Nydira Jones in Twilight: Los Angeles, 1992

The stage for the conflagrations of the Los Angeles riots many of us remember is set by statistics about race, poverty and police violence in South Central L.A. before the Rodney King beating ever took place and filled out with actual news videotapes of that beating, rioting, looting, etc.—and be warned, watching those tapes is no easier now than it was for those of us in 1991 or 1992 who remember seeing them then. We meet a wide array of real people, from the neighborhood and the wider community—black, white, Jewish, Latino (although not, regrettably, the Koreans affected by the looting and violence in their neighborhoods, as director Benny Sato Ambush felt it wiser not to feature characters he could not authentically cast). They are from different backgrounds, income levels and points of view, but all were impacted in some way by what took place in L.A.
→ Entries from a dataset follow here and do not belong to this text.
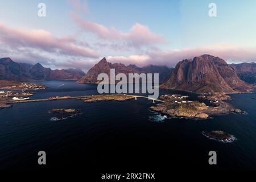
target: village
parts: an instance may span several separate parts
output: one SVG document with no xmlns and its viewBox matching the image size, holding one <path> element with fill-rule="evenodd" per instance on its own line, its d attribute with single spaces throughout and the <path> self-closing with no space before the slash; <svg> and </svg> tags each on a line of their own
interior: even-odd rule
<svg viewBox="0 0 256 182">
<path fill-rule="evenodd" d="M 182 96 L 181 94 L 165 94 L 162 95 L 160 98 L 165 101 L 175 102 L 178 104 L 192 102 L 192 101 L 185 100 L 185 99 L 188 98 L 188 96 Z"/>
<path fill-rule="evenodd" d="M 10 107 L 6 103 L 11 101 L 30 100 L 34 93 L 29 91 L 46 88 L 46 86 L 40 84 L 3 80 L 0 82 L 0 108 Z"/>
</svg>

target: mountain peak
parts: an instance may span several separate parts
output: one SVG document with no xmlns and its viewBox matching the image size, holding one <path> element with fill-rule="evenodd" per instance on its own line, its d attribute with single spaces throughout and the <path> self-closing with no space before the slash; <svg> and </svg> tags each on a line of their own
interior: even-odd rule
<svg viewBox="0 0 256 182">
<path fill-rule="evenodd" d="M 102 60 L 101 60 L 98 63 L 108 63 L 106 59 L 106 57 L 103 57 Z"/>
<path fill-rule="evenodd" d="M 42 65 L 41 64 L 39 63 L 36 63 L 34 65 L 34 67 L 37 67 L 37 68 L 43 68 L 43 67 Z"/>
<path fill-rule="evenodd" d="M 195 57 L 192 62 L 189 60 L 179 62 L 162 86 L 197 93 L 234 93 L 251 89 L 226 61 L 209 55 Z"/>
<path fill-rule="evenodd" d="M 13 61 L 10 57 L 3 57 L 0 59 L 0 63 L 10 63 Z"/>
</svg>

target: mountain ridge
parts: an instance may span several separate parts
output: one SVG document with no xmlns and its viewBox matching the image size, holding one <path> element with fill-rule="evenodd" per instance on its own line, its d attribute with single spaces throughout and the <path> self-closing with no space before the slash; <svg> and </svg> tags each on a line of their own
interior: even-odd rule
<svg viewBox="0 0 256 182">
<path fill-rule="evenodd" d="M 44 68 L 38 63 L 34 65 L 18 63 L 10 57 L 0 59 L 0 80 L 29 81 L 44 80 L 78 80 L 85 75 L 77 69 L 55 69 Z"/>
<path fill-rule="evenodd" d="M 163 82 L 166 80 L 173 68 L 166 66 L 157 66 L 149 65 L 142 68 L 138 67 L 134 64 L 126 66 L 122 63 L 112 63 L 107 61 L 105 57 L 101 59 L 98 63 L 91 68 L 86 75 L 79 80 L 81 84 L 98 84 L 97 76 L 100 73 L 104 73 L 110 76 L 110 69 L 115 69 L 115 74 L 125 73 L 126 76 L 129 73 L 159 73 L 159 82 Z"/>
<path fill-rule="evenodd" d="M 253 88 L 242 81 L 225 60 L 209 55 L 179 62 L 160 87 L 195 93 L 225 93 L 248 92 Z"/>
</svg>

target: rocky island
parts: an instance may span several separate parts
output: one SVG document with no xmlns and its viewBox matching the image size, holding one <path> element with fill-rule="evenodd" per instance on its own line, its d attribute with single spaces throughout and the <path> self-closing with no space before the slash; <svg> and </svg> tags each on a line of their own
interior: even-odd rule
<svg viewBox="0 0 256 182">
<path fill-rule="evenodd" d="M 101 101 L 124 101 L 132 98 L 134 98 L 134 97 L 125 94 L 101 94 L 86 96 L 81 100 L 85 102 L 93 102 Z"/>
<path fill-rule="evenodd" d="M 51 118 L 51 121 L 60 121 L 73 117 L 77 114 L 81 114 L 80 110 L 75 109 L 57 109 L 50 110 L 49 113 L 58 113 L 61 114 L 59 117 Z"/>
<path fill-rule="evenodd" d="M 236 137 L 222 131 L 204 131 L 202 134 L 208 138 L 224 143 L 230 143 L 236 140 Z"/>
<path fill-rule="evenodd" d="M 185 101 L 183 97 L 179 97 L 177 100 L 176 97 L 169 96 L 161 96 L 161 98 L 166 98 L 165 102 L 158 104 L 156 106 L 150 107 L 150 109 L 160 112 L 163 114 L 167 114 L 171 117 L 186 117 L 206 119 L 209 115 L 225 114 L 231 113 L 242 114 L 245 112 L 240 109 L 235 109 L 230 104 L 222 101 L 221 99 L 229 99 L 230 97 L 223 96 L 222 94 L 211 96 L 210 97 L 205 97 L 205 99 L 214 99 L 217 101 L 217 106 L 207 106 L 205 104 L 197 101 Z M 187 97 L 186 97 L 187 98 Z"/>
</svg>

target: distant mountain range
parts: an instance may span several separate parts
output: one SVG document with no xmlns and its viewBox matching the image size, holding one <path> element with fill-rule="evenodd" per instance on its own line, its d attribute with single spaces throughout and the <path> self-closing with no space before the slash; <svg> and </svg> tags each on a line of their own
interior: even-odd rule
<svg viewBox="0 0 256 182">
<path fill-rule="evenodd" d="M 161 87 L 196 93 L 230 93 L 246 92 L 253 86 L 241 80 L 223 59 L 204 55 L 178 63 Z"/>
<path fill-rule="evenodd" d="M 142 68 L 130 64 L 108 63 L 104 57 L 85 75 L 76 69 L 56 69 L 40 64 L 18 63 L 9 57 L 0 59 L 0 80 L 28 81 L 35 80 L 76 80 L 79 83 L 98 84 L 98 74 L 159 73 L 161 88 L 196 93 L 237 93 L 255 89 L 256 64 L 228 64 L 218 57 L 204 55 L 179 62 L 175 68 L 150 65 Z"/>
<path fill-rule="evenodd" d="M 115 69 L 116 75 L 119 73 L 123 73 L 126 75 L 128 75 L 129 73 L 137 73 L 138 74 L 141 74 L 141 73 L 159 73 L 159 82 L 162 83 L 169 77 L 174 68 L 170 68 L 166 66 L 153 65 L 150 65 L 142 68 L 139 68 L 134 64 L 126 66 L 122 63 L 108 63 L 104 57 L 90 68 L 86 75 L 79 81 L 79 82 L 83 84 L 97 84 L 99 82 L 99 81 L 97 80 L 98 74 L 104 73 L 108 74 L 109 77 L 110 77 L 110 69 Z"/>
<path fill-rule="evenodd" d="M 34 80 L 79 80 L 85 73 L 78 69 L 47 68 L 40 63 L 18 63 L 9 57 L 0 59 L 0 80 L 28 81 Z"/>
<path fill-rule="evenodd" d="M 232 64 L 231 66 L 242 80 L 250 84 L 256 84 L 256 63 Z"/>
</svg>

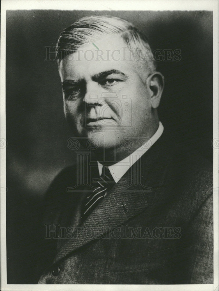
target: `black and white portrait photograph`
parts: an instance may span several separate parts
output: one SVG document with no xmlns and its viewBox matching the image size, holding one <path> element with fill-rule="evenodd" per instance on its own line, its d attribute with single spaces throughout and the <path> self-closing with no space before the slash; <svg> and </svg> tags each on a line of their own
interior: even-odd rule
<svg viewBox="0 0 219 291">
<path fill-rule="evenodd" d="M 2 1 L 1 290 L 218 290 L 218 6 Z"/>
</svg>

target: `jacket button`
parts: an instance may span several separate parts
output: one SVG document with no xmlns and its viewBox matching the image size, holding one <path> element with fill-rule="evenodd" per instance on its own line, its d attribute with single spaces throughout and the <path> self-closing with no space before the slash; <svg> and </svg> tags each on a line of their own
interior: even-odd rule
<svg viewBox="0 0 219 291">
<path fill-rule="evenodd" d="M 60 271 L 60 269 L 58 266 L 54 267 L 52 270 L 52 274 L 54 276 L 58 276 Z"/>
</svg>

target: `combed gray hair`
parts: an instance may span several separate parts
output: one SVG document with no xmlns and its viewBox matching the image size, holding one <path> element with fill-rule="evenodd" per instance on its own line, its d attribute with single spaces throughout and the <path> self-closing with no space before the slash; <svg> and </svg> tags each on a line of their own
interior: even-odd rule
<svg viewBox="0 0 219 291">
<path fill-rule="evenodd" d="M 128 48 L 140 52 L 142 60 L 147 62 L 151 72 L 156 70 L 153 59 L 148 61 L 144 56 L 152 56 L 147 38 L 131 22 L 117 17 L 92 16 L 83 17 L 65 28 L 61 33 L 56 46 L 56 58 L 58 63 L 66 55 L 75 52 L 82 46 L 101 39 L 106 35 L 120 35 Z"/>
</svg>

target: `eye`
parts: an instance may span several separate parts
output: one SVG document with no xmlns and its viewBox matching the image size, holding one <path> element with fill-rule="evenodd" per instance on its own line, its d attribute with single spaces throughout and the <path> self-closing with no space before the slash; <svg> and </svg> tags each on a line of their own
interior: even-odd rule
<svg viewBox="0 0 219 291">
<path fill-rule="evenodd" d="M 112 86 L 117 84 L 120 81 L 117 79 L 107 79 L 101 82 L 101 84 L 102 85 L 106 86 Z"/>
</svg>

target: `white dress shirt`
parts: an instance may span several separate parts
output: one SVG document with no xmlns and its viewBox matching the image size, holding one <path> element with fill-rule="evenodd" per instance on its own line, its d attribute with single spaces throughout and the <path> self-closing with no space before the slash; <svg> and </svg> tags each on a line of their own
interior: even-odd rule
<svg viewBox="0 0 219 291">
<path fill-rule="evenodd" d="M 163 131 L 163 127 L 161 122 L 159 121 L 157 130 L 148 141 L 123 159 L 116 164 L 108 166 L 109 170 L 116 183 L 120 180 L 129 168 L 152 146 L 161 136 Z M 97 164 L 100 176 L 102 173 L 103 166 L 98 161 Z"/>
</svg>

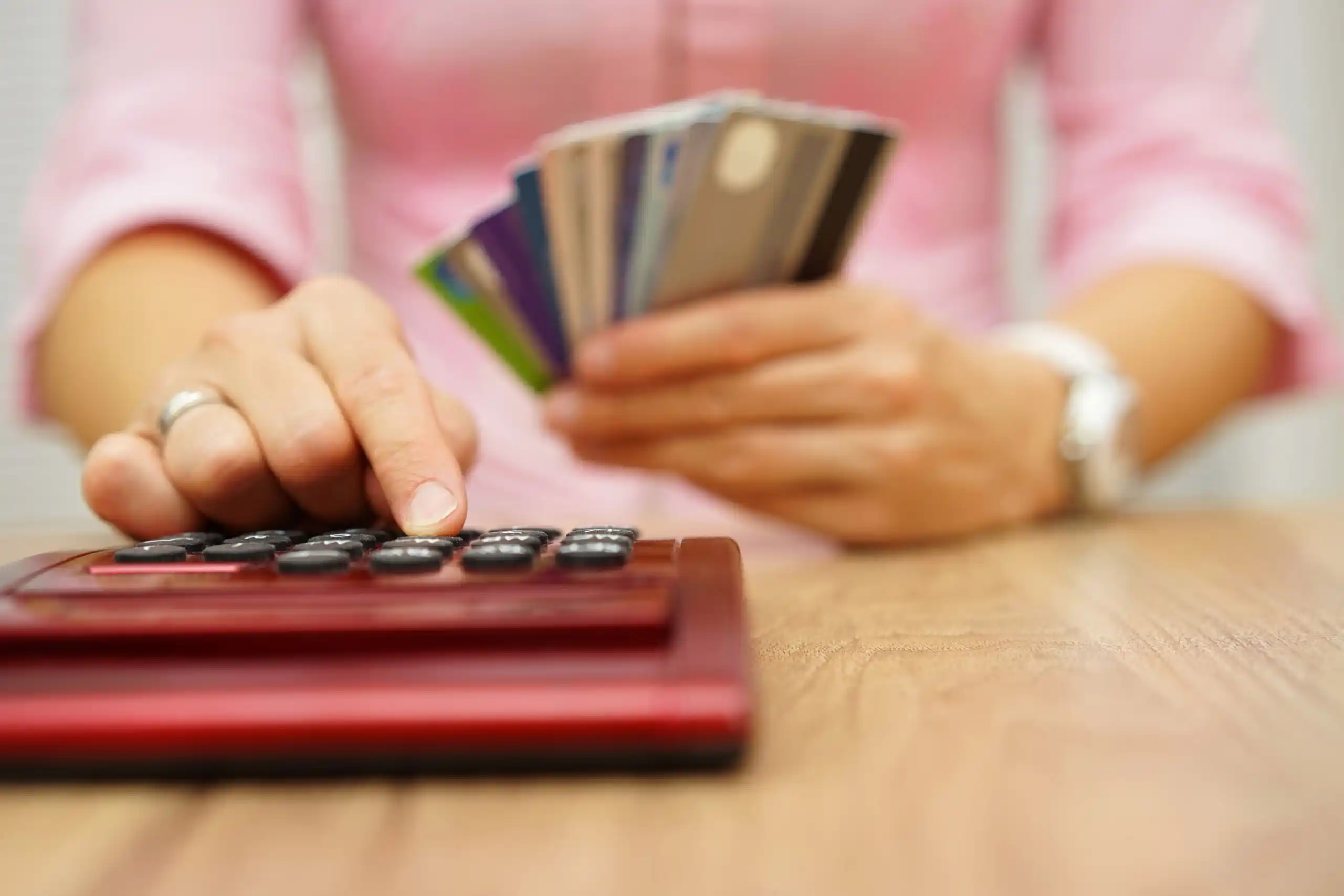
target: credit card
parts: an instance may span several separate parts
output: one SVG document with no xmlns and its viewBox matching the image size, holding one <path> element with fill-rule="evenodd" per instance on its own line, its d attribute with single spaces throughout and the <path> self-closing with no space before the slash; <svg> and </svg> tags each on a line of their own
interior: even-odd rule
<svg viewBox="0 0 1344 896">
<path fill-rule="evenodd" d="M 570 125 L 417 275 L 544 390 L 616 321 L 836 275 L 898 142 L 874 116 L 753 91 Z"/>
<path fill-rule="evenodd" d="M 495 267 L 489 254 L 481 244 L 468 235 L 449 249 L 448 262 L 472 294 L 508 329 L 513 341 L 526 352 L 530 363 L 542 369 L 554 382 L 555 369 L 551 367 L 544 349 L 538 344 L 526 321 L 515 309 L 513 302 L 508 297 L 504 278 L 500 277 L 499 269 Z"/>
<path fill-rule="evenodd" d="M 560 320 L 559 298 L 555 294 L 555 273 L 551 270 L 551 244 L 546 232 L 546 206 L 542 201 L 542 176 L 535 164 L 527 164 L 513 173 L 517 218 L 532 257 L 532 266 L 542 286 L 551 330 L 556 334 L 562 352 L 559 371 L 569 372 L 569 340 Z"/>
<path fill-rule="evenodd" d="M 540 156 L 542 199 L 546 203 L 546 232 L 551 247 L 551 271 L 555 275 L 555 294 L 564 329 L 566 345 L 573 347 L 585 334 L 585 314 L 581 308 L 585 283 L 582 279 L 582 224 L 579 200 L 574 196 L 575 180 L 571 169 L 578 167 L 579 148 L 563 141 L 563 132 L 543 142 Z"/>
<path fill-rule="evenodd" d="M 749 286 L 788 283 L 794 278 L 849 145 L 849 128 L 835 116 L 784 103 L 771 111 L 796 122 L 794 144 L 785 187 L 757 247 Z"/>
<path fill-rule="evenodd" d="M 629 316 L 630 253 L 644 191 L 645 154 L 652 137 L 648 132 L 630 134 L 621 146 L 621 183 L 616 200 L 616 258 L 612 270 L 612 301 L 616 320 Z"/>
<path fill-rule="evenodd" d="M 797 282 L 827 279 L 844 266 L 895 146 L 896 134 L 886 128 L 866 126 L 851 133 L 816 232 L 798 265 Z"/>
<path fill-rule="evenodd" d="M 473 292 L 453 269 L 449 254 L 457 243 L 434 253 L 417 269 L 421 281 L 437 294 L 454 314 L 507 364 L 513 373 L 535 391 L 551 386 L 552 376 L 538 355 L 524 345 L 513 328 L 507 324 L 482 297 Z"/>
<path fill-rule="evenodd" d="M 587 201 L 585 240 L 587 243 L 589 320 L 595 332 L 616 320 L 616 206 L 621 183 L 621 133 L 601 133 L 586 141 Z"/>
<path fill-rule="evenodd" d="M 485 215 L 472 226 L 470 236 L 489 257 L 503 281 L 500 292 L 531 341 L 540 347 L 552 371 L 564 371 L 564 336 L 552 318 L 554 306 L 532 265 L 517 207 L 509 203 Z"/>
<path fill-rule="evenodd" d="M 785 192 L 801 124 L 763 109 L 737 109 L 696 145 L 684 165 L 694 175 L 671 218 L 653 306 L 702 298 L 751 282 L 757 255 Z M 703 132 L 702 133 L 707 133 Z M 698 153 L 703 152 L 703 161 Z M 699 171 L 696 171 L 699 169 Z"/>
</svg>

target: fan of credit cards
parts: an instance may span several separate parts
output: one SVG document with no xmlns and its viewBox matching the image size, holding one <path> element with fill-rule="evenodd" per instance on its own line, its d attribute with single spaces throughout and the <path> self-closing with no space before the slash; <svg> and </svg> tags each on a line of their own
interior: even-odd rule
<svg viewBox="0 0 1344 896">
<path fill-rule="evenodd" d="M 417 273 L 544 391 L 614 321 L 836 274 L 896 141 L 871 116 L 742 93 L 571 125 Z"/>
</svg>

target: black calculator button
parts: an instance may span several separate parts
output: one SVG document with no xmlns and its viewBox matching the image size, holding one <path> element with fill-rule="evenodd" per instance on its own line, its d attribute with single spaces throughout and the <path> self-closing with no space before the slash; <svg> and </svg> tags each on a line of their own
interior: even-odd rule
<svg viewBox="0 0 1344 896">
<path fill-rule="evenodd" d="M 536 535 L 543 541 L 554 541 L 555 539 L 560 537 L 560 531 L 552 529 L 548 525 L 509 525 L 499 529 L 491 529 L 485 535 L 508 535 L 509 532 L 524 532 Z"/>
<path fill-rule="evenodd" d="M 149 539 L 140 543 L 141 547 L 146 544 L 175 544 L 179 548 L 185 548 L 187 553 L 200 553 L 204 549 L 206 543 L 198 537 L 190 535 L 172 535 L 167 539 Z"/>
<path fill-rule="evenodd" d="M 206 545 L 223 544 L 223 541 L 224 541 L 224 536 L 219 535 L 218 532 L 179 532 L 177 535 L 173 535 L 173 536 L 169 536 L 169 537 L 173 537 L 173 539 L 196 539 L 198 541 L 200 541 L 202 544 L 206 544 Z M 156 541 L 161 541 L 163 539 L 155 539 L 155 540 Z"/>
<path fill-rule="evenodd" d="M 612 541 L 613 544 L 624 544 L 626 551 L 634 547 L 634 541 L 629 536 L 616 532 L 570 532 L 560 544 L 575 544 L 578 541 Z"/>
<path fill-rule="evenodd" d="M 262 535 L 261 532 L 239 535 L 235 539 L 227 539 L 224 544 L 245 544 L 247 541 L 261 541 L 263 544 L 269 544 L 277 551 L 288 551 L 294 547 L 294 541 L 288 535 Z"/>
<path fill-rule="evenodd" d="M 566 541 L 555 552 L 555 564 L 566 570 L 607 570 L 629 559 L 629 544 L 620 541 Z"/>
<path fill-rule="evenodd" d="M 349 555 L 337 548 L 300 548 L 281 553 L 276 559 L 280 572 L 344 572 L 349 568 Z"/>
<path fill-rule="evenodd" d="M 374 572 L 435 572 L 444 555 L 434 548 L 382 548 L 368 555 Z"/>
<path fill-rule="evenodd" d="M 462 568 L 473 572 L 526 570 L 535 556 L 535 549 L 517 541 L 473 544 L 462 552 Z"/>
<path fill-rule="evenodd" d="M 179 544 L 137 544 L 112 556 L 117 563 L 177 563 L 187 559 L 187 548 Z"/>
<path fill-rule="evenodd" d="M 378 536 L 372 532 L 363 532 L 360 529 L 352 532 L 328 532 L 327 535 L 320 535 L 313 541 L 328 541 L 328 540 L 341 540 L 341 541 L 359 541 L 366 548 L 378 547 Z"/>
<path fill-rule="evenodd" d="M 570 535 L 585 535 L 589 532 L 603 532 L 607 535 L 624 535 L 632 541 L 640 537 L 640 531 L 630 525 L 585 525 L 577 529 L 570 529 Z"/>
<path fill-rule="evenodd" d="M 298 544 L 308 539 L 308 533 L 302 529 L 258 529 L 257 532 L 249 532 L 247 535 L 269 536 L 280 535 L 290 540 L 292 544 Z"/>
<path fill-rule="evenodd" d="M 445 557 L 453 556 L 453 551 L 462 547 L 462 541 L 454 536 L 445 536 L 441 539 L 429 536 L 405 536 L 401 539 L 392 539 L 391 541 L 383 543 L 384 548 L 430 548 L 438 551 Z"/>
<path fill-rule="evenodd" d="M 371 547 L 364 544 L 363 540 L 356 537 L 343 537 L 335 535 L 324 535 L 317 539 L 312 539 L 305 548 L 320 548 L 324 551 L 341 551 L 351 560 L 358 560 L 364 556 L 364 548 Z"/>
<path fill-rule="evenodd" d="M 472 541 L 472 544 L 523 544 L 527 545 L 530 551 L 535 552 L 540 551 L 546 545 L 546 540 L 535 532 L 487 532 L 481 537 Z"/>
<path fill-rule="evenodd" d="M 261 563 L 276 556 L 276 545 L 270 541 L 224 541 L 211 544 L 200 552 L 208 563 Z"/>
<path fill-rule="evenodd" d="M 383 541 L 391 541 L 396 537 L 395 532 L 388 532 L 387 529 L 366 529 L 362 527 L 355 527 L 351 529 L 336 529 L 335 532 L 328 532 L 328 536 L 359 536 L 360 540 L 372 539 L 372 541 L 366 541 L 366 544 L 382 544 Z"/>
</svg>

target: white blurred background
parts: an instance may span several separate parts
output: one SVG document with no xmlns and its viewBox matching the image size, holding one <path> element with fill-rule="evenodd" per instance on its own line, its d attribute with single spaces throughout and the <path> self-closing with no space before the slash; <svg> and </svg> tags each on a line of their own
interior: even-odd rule
<svg viewBox="0 0 1344 896">
<path fill-rule="evenodd" d="M 190 0 L 184 0 L 190 1 Z M 1124 0 L 1116 0 L 1121 3 Z M 1265 0 L 1261 73 L 1266 95 L 1288 130 L 1316 197 L 1318 270 L 1337 320 L 1344 320 L 1344 3 Z M 67 0 L 0 0 L 0 312 L 12 316 L 22 285 L 20 211 L 31 175 L 55 125 L 67 83 Z M 296 78 L 310 122 L 314 201 L 328 222 L 324 244 L 340 266 L 335 207 L 340 153 L 329 124 L 320 67 Z M 1030 310 L 1039 296 L 1038 246 L 1048 191 L 1048 148 L 1030 77 L 1004 105 L 1011 152 L 1007 189 L 1012 287 Z M 0 527 L 89 528 L 79 498 L 78 461 L 58 433 L 20 426 L 12 407 L 12 361 L 3 355 L 0 394 Z M 1344 494 L 1341 398 L 1317 395 L 1246 411 L 1163 472 L 1152 502 L 1285 502 Z"/>
</svg>

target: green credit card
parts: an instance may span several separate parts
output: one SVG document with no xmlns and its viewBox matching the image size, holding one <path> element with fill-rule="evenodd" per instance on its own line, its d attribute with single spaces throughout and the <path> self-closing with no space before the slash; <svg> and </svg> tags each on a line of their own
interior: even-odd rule
<svg viewBox="0 0 1344 896">
<path fill-rule="evenodd" d="M 487 301 L 465 286 L 449 263 L 448 250 L 426 258 L 415 273 L 519 379 L 536 392 L 550 388 L 554 377 L 547 364 L 530 351 Z"/>
</svg>

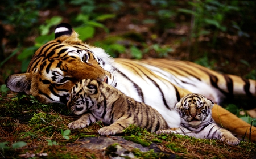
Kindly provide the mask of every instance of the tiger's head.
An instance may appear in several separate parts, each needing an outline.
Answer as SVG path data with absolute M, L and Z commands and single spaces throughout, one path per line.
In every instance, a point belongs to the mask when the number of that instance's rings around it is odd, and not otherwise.
M 58 25 L 55 35 L 53 40 L 35 52 L 26 73 L 6 79 L 10 89 L 32 95 L 40 102 L 66 104 L 69 91 L 82 79 L 114 85 L 112 59 L 102 49 L 83 43 L 67 23 Z
M 175 109 L 181 117 L 181 123 L 198 126 L 212 118 L 214 102 L 199 94 L 189 94 L 177 103 Z
M 80 115 L 104 100 L 101 98 L 100 86 L 104 83 L 89 79 L 83 79 L 76 83 L 70 91 L 69 100 L 67 104 L 76 115 Z

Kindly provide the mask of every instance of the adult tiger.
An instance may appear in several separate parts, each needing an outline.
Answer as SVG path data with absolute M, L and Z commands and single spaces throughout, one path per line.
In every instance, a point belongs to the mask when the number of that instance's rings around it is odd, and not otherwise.
M 191 92 L 216 102 L 225 96 L 256 96 L 255 80 L 222 75 L 188 61 L 113 59 L 102 49 L 83 43 L 67 23 L 58 25 L 55 33 L 55 38 L 36 51 L 26 73 L 6 80 L 11 90 L 31 94 L 41 102 L 66 104 L 69 91 L 76 82 L 86 78 L 104 81 L 153 106 L 171 127 L 180 123 L 174 106 Z M 249 124 L 220 106 L 214 106 L 212 111 L 217 123 L 220 119 L 233 133 L 247 132 L 249 136 Z M 256 141 L 256 131 L 251 136 Z

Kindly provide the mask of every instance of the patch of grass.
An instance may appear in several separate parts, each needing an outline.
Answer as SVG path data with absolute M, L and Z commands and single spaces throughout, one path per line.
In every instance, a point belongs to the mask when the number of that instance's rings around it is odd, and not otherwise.
M 18 141 L 27 143 L 27 145 L 18 149 L 5 148 L 4 152 L 0 148 L 1 157 L 10 156 L 19 158 L 21 158 L 20 155 L 26 154 L 27 158 L 32 156 L 47 158 L 107 158 L 101 150 L 88 149 L 80 147 L 79 144 L 68 146 L 79 139 L 98 136 L 98 130 L 104 126 L 101 122 L 82 130 L 64 133 L 69 132 L 65 131 L 68 130 L 68 124 L 77 119 L 77 117 L 69 116 L 65 105 L 54 104 L 43 105 L 36 101 L 31 100 L 30 98 L 24 97 L 0 101 L 0 108 L 5 112 L 0 117 L 0 145 L 6 141 L 8 143 L 5 145 L 7 147 L 11 147 L 12 144 Z M 249 158 L 256 156 L 256 145 L 251 143 L 242 141 L 238 146 L 231 147 L 217 140 L 198 139 L 172 134 L 158 135 L 133 125 L 123 132 L 125 135 L 122 137 L 125 139 L 144 147 L 155 143 L 162 150 L 162 153 L 154 152 L 152 150 L 146 152 L 133 150 L 131 152 L 138 158 L 165 158 L 167 157 L 164 154 L 170 153 L 175 154 L 177 158 Z M 64 138 L 63 136 L 69 137 L 69 139 Z M 111 153 L 111 149 L 109 150 Z M 47 156 L 43 157 L 45 154 Z

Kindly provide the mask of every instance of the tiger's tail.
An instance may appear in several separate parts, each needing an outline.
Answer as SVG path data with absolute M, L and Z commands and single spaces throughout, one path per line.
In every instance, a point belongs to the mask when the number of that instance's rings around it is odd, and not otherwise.
M 241 139 L 245 135 L 247 140 L 254 143 L 256 142 L 255 127 L 251 126 L 250 124 L 216 104 L 212 111 L 212 117 L 220 126 L 230 131 L 238 138 Z

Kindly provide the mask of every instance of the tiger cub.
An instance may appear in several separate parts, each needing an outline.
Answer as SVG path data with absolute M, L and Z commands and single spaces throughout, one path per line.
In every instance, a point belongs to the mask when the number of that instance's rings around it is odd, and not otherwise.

Bryan Lewis in Twilight: Los Angeles, 1992

Many cast members play more than one role, occasionally crossing gender, as in the case of the woman Josie Morales played by actor Francisco Rodriguez (a Conservatory alum) or coroner Dean Gilmore, a man played (memorably) by actress Merri Rashoyan, who recounts the many ways people died in the city. Among the most powerful monologues: those by Rodney King’s aunt Angela, played by Nydira Adams; mother and activist Theresa Allison (Devereau Chumrau, another alum); beaten truck driver Reginald Denny (Bryan Lewis), who says of the King case and reaction, “I thought it didn’t have anything to do with me”; and an anonymous white male juror in the first trial of the police officers charged with attacking King (it’s surprisingly emotional).

Given the political, racial and social climate we face again in the year 2020, Twilight: Los Angeles, 1992, is, unfortunately, all too timely. It leaves us with the question raised by the play’s former gang member Twilight Bey (Daniel Ajak), who closes the show with this  piercing question about what we have just witnessed: “What y’all doin’?”

Twilight: Los Angeles, 1992 is available for viewing online through Dec. 20 at asolorep.org.